Introducing Apache Spark on Docker on top of Apache YARN with CDP DataCenter release

Introducing Apache Spark on Docker on top of Apache YARN with CDP DataCenter release

Editor’s Note, August 2020: CDP Data Center is now called CDP Private Cloud Base. You can learn more about it here.

Introduction

Motivation

Bringing your own libraries to run a Spark job on a shared YARN cluster can be a huge pain. In the past, you had to install the dependencies independently on each host or use different Python package management softwares. Nowadays Docker provides a much simpler way of packaging and managing dependencies so users can easily share a cluster without running into each other, or waiting for central IT to install packages on every node. Today, we are excited to announce the preview of Spark on Docker on YARN available on CDP DataCenter 1.0 release.

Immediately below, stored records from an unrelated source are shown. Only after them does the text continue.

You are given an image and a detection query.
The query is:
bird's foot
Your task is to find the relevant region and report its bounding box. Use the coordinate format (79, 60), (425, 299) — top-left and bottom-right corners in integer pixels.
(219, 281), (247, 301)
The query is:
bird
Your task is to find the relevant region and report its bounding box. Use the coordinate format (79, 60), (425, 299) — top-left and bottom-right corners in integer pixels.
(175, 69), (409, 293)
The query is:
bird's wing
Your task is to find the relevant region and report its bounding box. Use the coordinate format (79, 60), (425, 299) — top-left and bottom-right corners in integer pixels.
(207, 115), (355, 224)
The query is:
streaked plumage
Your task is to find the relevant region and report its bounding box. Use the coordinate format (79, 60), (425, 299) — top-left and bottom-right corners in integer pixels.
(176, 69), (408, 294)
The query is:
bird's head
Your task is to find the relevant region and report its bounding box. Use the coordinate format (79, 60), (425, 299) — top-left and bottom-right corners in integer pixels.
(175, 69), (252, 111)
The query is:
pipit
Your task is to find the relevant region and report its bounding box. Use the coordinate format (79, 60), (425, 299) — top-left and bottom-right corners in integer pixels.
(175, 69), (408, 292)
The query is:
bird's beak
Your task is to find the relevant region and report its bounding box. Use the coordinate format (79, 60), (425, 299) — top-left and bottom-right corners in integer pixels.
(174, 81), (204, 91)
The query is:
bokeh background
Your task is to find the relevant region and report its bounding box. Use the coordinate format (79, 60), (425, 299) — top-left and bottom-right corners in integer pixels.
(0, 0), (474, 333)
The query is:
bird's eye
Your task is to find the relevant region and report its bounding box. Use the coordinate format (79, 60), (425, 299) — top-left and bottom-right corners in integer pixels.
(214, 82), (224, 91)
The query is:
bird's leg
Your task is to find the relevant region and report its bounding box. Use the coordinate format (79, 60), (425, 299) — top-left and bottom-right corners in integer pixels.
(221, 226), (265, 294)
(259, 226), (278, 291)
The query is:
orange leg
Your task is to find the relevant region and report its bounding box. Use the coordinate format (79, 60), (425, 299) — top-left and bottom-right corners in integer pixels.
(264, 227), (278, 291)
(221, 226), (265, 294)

In this blog post we will:

  • Show some use cases how users can vary Python versions and libraries for Spark applications.
  • Demonstrate the capabilities of the Docker on YARN feature by using Spark shells and Spark submit job.
  • Peek into the architecture of Spark and how YARN can run parts of Spark in Docker containers in an effective and flexible way.
  • Guide to show how to use this feature with CDP Data Center release.

Potential benefits

The benefits from Docker are well known: it is lightweight, portable, flexible and fast. On top of that using Docker containers one can manage all the Python and R libraries (getting rid of the dependency burden), so that the Spark Executor will always have access to the same set of dependencies as the Spark Driver for instance.

Configurations to run Spark-on-Docker-on-YARN

YARN 

Marking nodes supporting Docker containers

For bigger clusters it may be a real challenge to install, upgrade and manage Docker binaries and daemons. For a large scale one can benefit from the NodeLabels feature of YARN.

Labelling the nodes that are supporting Docker enables the user to enforce that Docker containers will only be attempted to be scheduled in hosts where Docker daemon is running. In this way Docker can be installed to the hosts in a rolling fashion making easier to benefit sooner from this feature.

Environment variables

The runtime that will be used to launch the container is specified via an environment variable at application submission time. As you can see later YARN_CONTAINER_RUNTIME_TYPE will be set to “docker” – in this case, the container will be started as a Docker container instead of a regular process.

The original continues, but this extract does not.